From Bastar to a ₹1 Crore Bazaar: How Satendrasingh Lilhare empowered tribal farmers

SPJIMR Marketing and Communications Dept.

In Bastar, the end of a harvest rarely brings certainty. What follows instead are a series of decisions, often made quickly and with little room for error, that shape livelihoods long after the crop has left the field.

Working closely with tribal communities over several years, Satendrasingh Lilhare observed how these moments repeated themselves across seasons. The outcomes changed little, even as effort remained high, revealing constraints that were not always visible at first glance.

These patterns began to take clearer shape during the Post Graduate Programme in Development Management (PGPDM) at SPJIMR, where classroom discussions, field-based assignments, and peer learning encouraged him to examine decisions more closely and question which constraints truly mattered.

Satendrasingh Lilhare

Moving from delivery to design

The question was no longer whether to intervene, but where intervention would have the greatest effect. This shift reflected the programme’s emphasis on diagnosing root constraints and treating instability as a design challenge rather than a failure.

Applying this thinking, Satendrasingh founded Bastar Se Bazaar Tak, an enterprise that invested in local processing capacity.

Along the way, he also refined his thinking by observing others operating in the same space, a practice reinforced through peer discussions during the programme. Watching what similar organisations did well, as well as where they struggled, helped refine decisions.

Moving from delivery to design

Choosing structure under pressure

As operations stabilised, informal arrangements began to show their limits, making questions of organisational structure unavoidable.

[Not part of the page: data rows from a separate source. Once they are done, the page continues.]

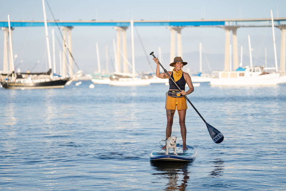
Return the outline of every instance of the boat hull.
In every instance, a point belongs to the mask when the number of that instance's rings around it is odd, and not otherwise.
[[[148,86],[150,84],[148,80],[122,78],[119,80],[111,80],[109,85],[118,86]]]
[[[257,76],[236,78],[221,78],[211,79],[211,86],[275,86],[277,84],[279,74],[269,74]]]
[[[4,81],[1,82],[3,87],[6,89],[44,89],[47,88],[62,88],[68,81],[69,78],[56,80],[19,80],[16,82]],[[18,80],[17,80],[18,81]]]

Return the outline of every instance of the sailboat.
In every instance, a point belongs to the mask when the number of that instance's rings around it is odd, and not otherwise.
[[[275,67],[273,68],[265,68],[265,70],[275,70],[276,73],[279,74],[279,76],[277,81],[277,83],[283,84],[286,83],[286,73],[279,72],[277,64],[277,56],[276,51],[276,44],[275,42],[275,35],[274,32],[274,22],[273,21],[273,14],[272,10],[270,11],[271,14],[271,22],[272,25],[272,34],[273,37],[273,45],[274,47],[274,56],[275,60]],[[284,63],[284,64],[285,64]]]
[[[240,67],[235,71],[219,72],[218,78],[212,78],[211,86],[249,86],[275,85],[279,74],[265,72],[263,67],[252,66],[250,39],[248,36],[250,66]]]
[[[197,74],[192,74],[191,75],[192,82],[207,82],[210,81],[212,78],[211,76],[209,74],[202,74],[202,43],[200,43],[200,73]]]
[[[114,80],[111,80],[109,85],[116,86],[146,86],[150,84],[150,81],[148,79],[143,79],[136,77],[135,74],[135,58],[134,57],[134,39],[133,30],[133,22],[131,20],[130,22],[131,28],[131,44],[132,57],[132,77],[116,78]],[[116,75],[116,73],[114,73]],[[117,75],[122,75],[123,74],[117,74]]]
[[[100,63],[99,59],[99,52],[98,51],[98,45],[97,42],[96,43],[96,55],[97,56],[97,64],[98,71],[96,74],[90,74],[92,76],[91,81],[96,84],[109,84],[110,82],[110,75],[102,75],[100,68]],[[107,58],[106,58],[107,60]]]
[[[14,61],[12,59],[13,71],[10,75],[5,77],[1,76],[1,84],[3,87],[8,89],[41,89],[62,88],[69,80],[69,78],[54,76],[51,72],[51,62],[49,44],[48,34],[47,26],[44,0],[42,0],[43,10],[45,20],[45,26],[49,69],[47,72],[38,73],[16,73],[15,72]],[[13,55],[13,48],[11,35],[10,17],[8,15],[9,28],[9,51]]]

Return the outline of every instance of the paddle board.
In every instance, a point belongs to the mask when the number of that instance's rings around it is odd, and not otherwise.
[[[154,151],[150,155],[150,160],[153,161],[168,162],[191,162],[197,155],[197,151],[191,146],[187,145],[188,150],[183,150],[182,145],[177,145],[177,153],[174,154],[174,149],[169,149],[169,154],[165,155],[166,149],[160,148]]]

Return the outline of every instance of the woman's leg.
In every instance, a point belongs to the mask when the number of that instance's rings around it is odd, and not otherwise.
[[[178,113],[179,114],[179,123],[181,127],[181,135],[182,135],[182,138],[183,139],[183,149],[184,150],[188,149],[186,143],[187,128],[186,127],[185,119],[186,111],[186,109],[178,110]]]
[[[166,109],[167,114],[167,127],[166,127],[166,139],[167,139],[171,136],[172,133],[172,126],[173,125],[173,120],[174,117],[174,114],[175,110],[171,109]],[[163,149],[166,148],[165,145],[162,148]]]

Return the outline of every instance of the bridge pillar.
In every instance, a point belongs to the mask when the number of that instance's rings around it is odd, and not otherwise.
[[[231,30],[228,27],[223,28],[225,31],[225,71],[229,71],[229,46],[230,45]]]
[[[237,50],[237,38],[236,36],[236,30],[237,27],[222,27],[225,31],[225,71],[230,71],[231,30],[233,31],[233,68],[236,70],[238,68],[238,53]]]
[[[71,76],[74,75],[73,60],[71,54],[72,54],[72,29],[73,27],[61,27],[63,30],[63,55],[62,57],[62,73],[61,75],[66,76],[67,74],[67,69],[68,68],[69,76]],[[67,34],[68,34],[68,44],[67,43]],[[67,53],[67,48],[69,50]],[[69,64],[68,66],[67,60],[67,54],[68,54],[68,60]]]
[[[238,27],[233,27],[233,69],[235,70],[239,67],[238,51],[237,50],[237,38],[236,36],[236,30]]]
[[[280,54],[280,70],[285,73],[286,66],[286,26],[278,27],[281,30],[281,49]]]
[[[63,55],[62,56],[62,61],[61,62],[61,75],[66,77],[67,72],[67,28],[66,27],[61,27],[61,29],[63,30]]]
[[[171,31],[171,48],[170,51],[170,63],[174,61],[175,56],[176,50],[176,32],[177,31],[177,55],[180,56],[183,59],[183,53],[182,50],[182,35],[181,30],[184,27],[168,27],[168,28]],[[174,69],[172,66],[170,66],[170,70],[172,71]]]
[[[123,56],[123,72],[129,73],[128,64],[127,62],[127,40],[126,38],[126,30],[128,27],[114,27],[114,29],[117,31],[117,35],[116,39],[116,55],[117,60],[117,64],[118,72],[121,72],[121,32],[122,33],[122,51]]]
[[[4,31],[4,54],[3,55],[3,71],[5,72],[10,71],[8,64],[8,35],[9,29],[8,27],[2,27],[1,29]],[[10,71],[12,72],[12,71]]]
[[[72,57],[72,29],[73,27],[67,27],[67,36],[68,39],[69,50],[70,54],[69,54],[69,76],[72,76],[74,73],[74,60]]]

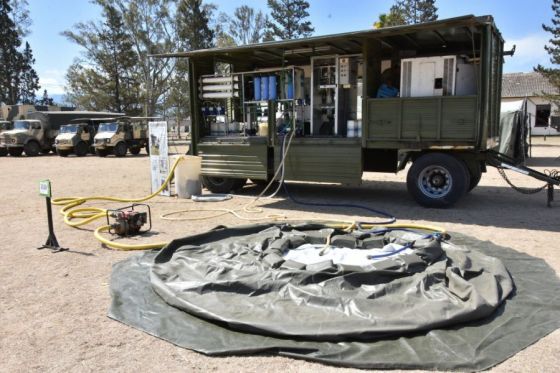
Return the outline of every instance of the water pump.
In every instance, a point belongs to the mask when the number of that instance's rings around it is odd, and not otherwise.
[[[141,207],[138,210],[138,207]],[[148,228],[143,228],[148,224]],[[109,233],[119,236],[134,236],[148,232],[152,229],[152,215],[150,206],[135,203],[119,209],[107,210],[107,225],[111,228]]]

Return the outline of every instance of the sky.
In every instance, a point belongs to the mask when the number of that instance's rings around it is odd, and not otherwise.
[[[218,11],[232,14],[240,5],[267,10],[265,0],[211,0]],[[309,0],[315,35],[366,30],[394,0]],[[466,14],[492,15],[506,41],[517,45],[515,56],[506,57],[504,72],[528,72],[537,64],[550,65],[544,50],[550,36],[542,24],[550,24],[552,0],[436,0],[440,19]],[[51,95],[64,93],[66,70],[81,48],[61,35],[78,22],[97,20],[99,8],[88,0],[29,0],[33,24],[29,41],[36,59],[41,89]]]

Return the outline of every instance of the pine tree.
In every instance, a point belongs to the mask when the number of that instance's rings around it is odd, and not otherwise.
[[[220,24],[226,25],[220,34],[230,36],[236,45],[259,43],[265,36],[268,22],[268,17],[260,10],[242,5],[235,9],[233,17],[220,15]],[[222,35],[218,37],[225,39]]]
[[[375,28],[411,25],[437,20],[436,0],[396,0],[388,14],[379,15]]]
[[[22,104],[35,103],[35,92],[41,88],[39,86],[39,76],[33,65],[35,58],[29,43],[25,43],[25,49],[21,54],[21,76],[20,76],[20,97]]]
[[[29,16],[29,3],[27,0],[10,0],[12,8],[11,19],[16,25],[20,37],[25,38],[29,35],[31,27],[31,17]]]
[[[110,110],[138,115],[140,84],[138,58],[125,28],[121,12],[110,2],[102,6],[103,21],[79,23],[73,31],[63,33],[85,49],[68,70],[68,98],[76,106],[90,110]],[[84,66],[85,65],[85,66]]]
[[[0,101],[16,104],[19,100],[21,46],[17,28],[11,19],[9,0],[0,0]]]
[[[404,14],[400,11],[399,8],[392,6],[389,10],[389,13],[382,13],[379,15],[379,19],[373,24],[373,27],[379,29],[383,27],[399,26],[404,24],[406,24]]]
[[[560,64],[560,0],[552,1],[552,11],[554,12],[554,17],[551,20],[552,25],[542,25],[542,28],[552,35],[552,38],[549,40],[550,44],[545,45],[544,49],[550,56],[550,62],[554,66],[558,66]],[[557,67],[547,68],[539,64],[535,67],[535,71],[547,78],[550,84],[560,92],[560,69]],[[542,96],[554,103],[556,107],[560,107],[560,95],[542,92]]]
[[[267,23],[267,40],[289,40],[310,36],[315,29],[305,0],[268,0],[271,20]]]
[[[177,5],[177,35],[181,50],[197,50],[212,48],[215,45],[216,33],[211,27],[215,6],[202,4],[202,0],[180,0]],[[176,62],[174,79],[167,96],[167,105],[175,111],[177,117],[189,115],[189,83],[188,63],[185,59]]]
[[[181,0],[177,6],[178,35],[185,50],[214,46],[214,30],[210,18],[214,6],[202,5],[202,0]]]

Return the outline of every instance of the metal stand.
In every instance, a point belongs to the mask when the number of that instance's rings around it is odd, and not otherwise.
[[[45,200],[47,201],[47,218],[49,221],[49,237],[47,238],[47,242],[41,247],[38,247],[37,250],[42,249],[50,249],[53,253],[59,253],[61,251],[68,251],[69,249],[60,247],[58,244],[58,240],[54,234],[54,226],[52,222],[52,209],[51,209],[51,197],[46,197]]]

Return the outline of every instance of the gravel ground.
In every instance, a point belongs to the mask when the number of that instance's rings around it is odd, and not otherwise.
[[[560,138],[534,139],[529,165],[560,168]],[[176,149],[173,146],[171,149]],[[300,372],[345,371],[321,364],[274,356],[206,357],[175,347],[106,317],[110,302],[111,266],[130,252],[102,248],[92,235],[96,224],[78,230],[66,227],[55,208],[59,242],[70,252],[53,254],[35,248],[47,238],[45,202],[38,196],[38,181],[50,179],[54,196],[114,195],[138,197],[149,193],[150,169],[146,156],[60,158],[0,158],[0,371],[226,371]],[[406,192],[405,173],[365,174],[361,187],[297,185],[294,193],[320,201],[367,203],[395,214],[400,222],[434,224],[449,231],[491,240],[546,260],[560,270],[560,193],[552,208],[545,193],[516,193],[494,169],[484,174],[479,187],[446,210],[417,206]],[[511,175],[523,186],[539,182]],[[243,194],[258,193],[248,185]],[[205,204],[203,207],[239,208],[247,199]],[[352,220],[353,211],[310,208],[282,198],[259,202],[263,215],[284,214],[292,219]],[[114,207],[123,204],[112,205]],[[170,240],[213,228],[239,225],[232,215],[207,220],[169,222],[162,213],[199,207],[173,197],[150,202],[153,234],[138,239]],[[212,213],[199,213],[198,216]],[[193,215],[189,215],[193,216]],[[259,215],[248,215],[258,217]],[[560,331],[556,331],[495,367],[497,372],[557,371]]]

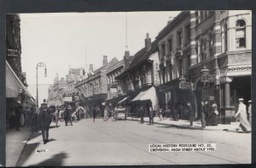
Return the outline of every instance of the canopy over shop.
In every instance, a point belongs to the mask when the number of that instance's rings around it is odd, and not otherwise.
[[[153,110],[158,110],[158,98],[154,87],[151,87],[149,89],[141,92],[135,98],[131,100],[131,102],[136,101],[150,101]]]
[[[6,98],[18,98],[20,96],[24,95],[22,99],[19,99],[23,106],[36,105],[35,100],[27,91],[24,84],[20,81],[15,71],[12,70],[9,63],[6,61],[5,65],[6,73]]]

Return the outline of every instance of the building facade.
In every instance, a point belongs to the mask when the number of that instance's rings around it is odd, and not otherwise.
[[[251,99],[251,11],[193,11],[191,15],[195,50],[189,70],[198,110],[200,101],[212,97],[218,105],[220,121],[230,123],[238,98]],[[212,77],[206,86],[198,76],[204,66]]]
[[[220,122],[232,120],[238,98],[251,98],[251,22],[247,10],[183,11],[170,21],[156,37],[160,108],[189,101],[201,117],[201,102],[213,101]]]
[[[102,66],[93,70],[93,65],[90,64],[87,78],[76,83],[75,88],[81,98],[81,103],[89,112],[91,112],[96,106],[102,109],[102,103],[106,102],[108,93],[107,69],[118,62],[118,59],[113,58],[108,63],[108,57],[104,55]],[[102,116],[102,113],[99,115]]]
[[[116,76],[120,75],[125,70],[129,67],[133,56],[130,55],[129,51],[125,52],[124,59],[107,69],[107,79],[108,79],[108,96],[107,100],[108,103],[116,104],[122,95],[122,89],[120,87],[118,80],[115,79]]]
[[[131,104],[131,100],[140,92],[160,83],[157,43],[157,41],[151,42],[151,38],[147,34],[145,47],[134,55],[129,67],[115,77],[120,89],[118,92],[119,96],[123,98],[119,103],[129,104],[128,113],[138,115],[136,113],[138,112],[139,106]]]
[[[166,116],[177,105],[191,99],[190,89],[180,89],[181,78],[189,78],[191,57],[191,17],[189,11],[181,12],[168,21],[156,36],[160,58],[160,81],[158,87],[160,108]],[[182,116],[183,117],[183,116]]]

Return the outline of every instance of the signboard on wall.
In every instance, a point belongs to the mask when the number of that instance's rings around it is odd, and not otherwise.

PGPDM’s emphasis on sequencing and trade-offs helped him frame this as a practical decision rather than an ideological one. Consensus-driven decision-making slowed progress at moments when speed was essential. Responsibility was diffused at a time when quality control, compliance requirements, and buyer commitments demanded clarity. For an enterprise absorbing inventory and price risk, these delays carried tangible costs.

Choosing structure under pressure

Choosing a private limited structure was therefore a sequencing decision. The immediate priority was to stabilise procurement, processing, and market relationships before transferring operational complexity to farmers. For a period, this distance created the stability needed for the system to function.

Taking on risk

As systems took shape, risk began to shift. Inventory, quality, logistics, and cash-flow risks were absorbed by the organisation rather than passed back to farmers. Payments became more predictable, standards were enforced earlier, and delivery timelines improved.

By positioning itself between producers and markets, the enterprise absorbed volatility that had previously been borne by those least equipped to manage it. While this work is rarely visible, it sits at the core of responsible development practice.

Growth without easy endings

With stronger systems in place, Bastar Se Bazaar Tak expanded its reach. Today, the enterprise works with over 1,100 tribal women across 17 villages, operates three processing centres, and supplies products under the Forest Naturals brand to multiple cities. The approach has also received external recognition, including winning the Tata Social Enterprise Challenge (2020–21).

What his journey shows

For Satendrasingh, the programme’s impact was less about confidence and more about clarity. The programme did not change what he set out to do, but how he made decisions under uncertainty and pressure.

Decisions that once felt instinctive now had to be defended, sequenced, and sustained. PGPDM did not offer ready-made answers or templates. What it strengthened was the capacity to exercise judgement repeatedly, particularly in situations where there were no obvious right answers and only trade-offs to be managed over time.

Growth without easy endings

As Satendrasingh reflects, “The programme made me a believer.” Not only in ideals, but in the discipline required to design systems that can hold under pressure.

Looking ahead, his focus remains on extending this work to more communities through adaptable models rooted in local ownership. Encouraging entrepreneurship among rural youth and women remains central to long-term independence.

In the end, the real measure of impact was not scale alone, but the ability to build systems that could endure.